Here’re a few tips on how to choose the best quality skirt steak:

  • Marbling. Look for a yellowish marbling on the meat. It should have a decent amount of that since fat makes meet tasty. Too much fat will make the steak taste buttery – I’m not a massive fan of that;
  • Color. Darker meat is a sign of grass-fed beef, while brighter meat is a sign of grain-fed beef. If looking to have a tasty meal, then go for dark red meat. It has a more complex flavor profile, unlike butter-like grain-fed beef;
  • Smell. A good quality beef should be odorless. If it has a hint of ammonia odor, it’s better to stay away from meat like that.

How To Serve Skirt Steak

If looking for a skirt steak recipe, I have a few to share with you. Below you’ll find some of my favorite skirt steak recipes:

FAQ

How do you make skirt steak tender?

Season steak with a generous amount of salt and leave it to marinate for about 24 hours before cooking. During these 24 hours, salt will tenderize skirt steak, making it juicy and tender. Alternetaviley, you can use marinades with lactic acids to tenderize the meat. Food like buttermilk has lactic acids that react with proteins in meat at the molecular level making the meat tender.

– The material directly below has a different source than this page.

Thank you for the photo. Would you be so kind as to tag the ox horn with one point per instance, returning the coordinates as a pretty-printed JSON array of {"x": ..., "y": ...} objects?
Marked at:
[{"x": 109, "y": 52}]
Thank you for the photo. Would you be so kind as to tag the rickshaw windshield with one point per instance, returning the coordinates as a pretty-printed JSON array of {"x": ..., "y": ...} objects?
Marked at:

Difference between skirt steak and flank steak?

Skirt steak comes from the plate primal, found below the ribs, while flank steak is from the abdominal muscles of the cow.

How long should you cook skirt steak?

Cook skirt steak between 4 to 9 minutes, depending on the doneness. Rare steak takes 4 minutes to cook. Medium rare takes around 5 minutes. Medium takes 6-7 minutes. Medium-well takes around 8 minutes. Well done takes 9-10 minutes. Keep in mind cooking times can be different depending on how you cook skirt steak (grilling, broiling, or pan-frying).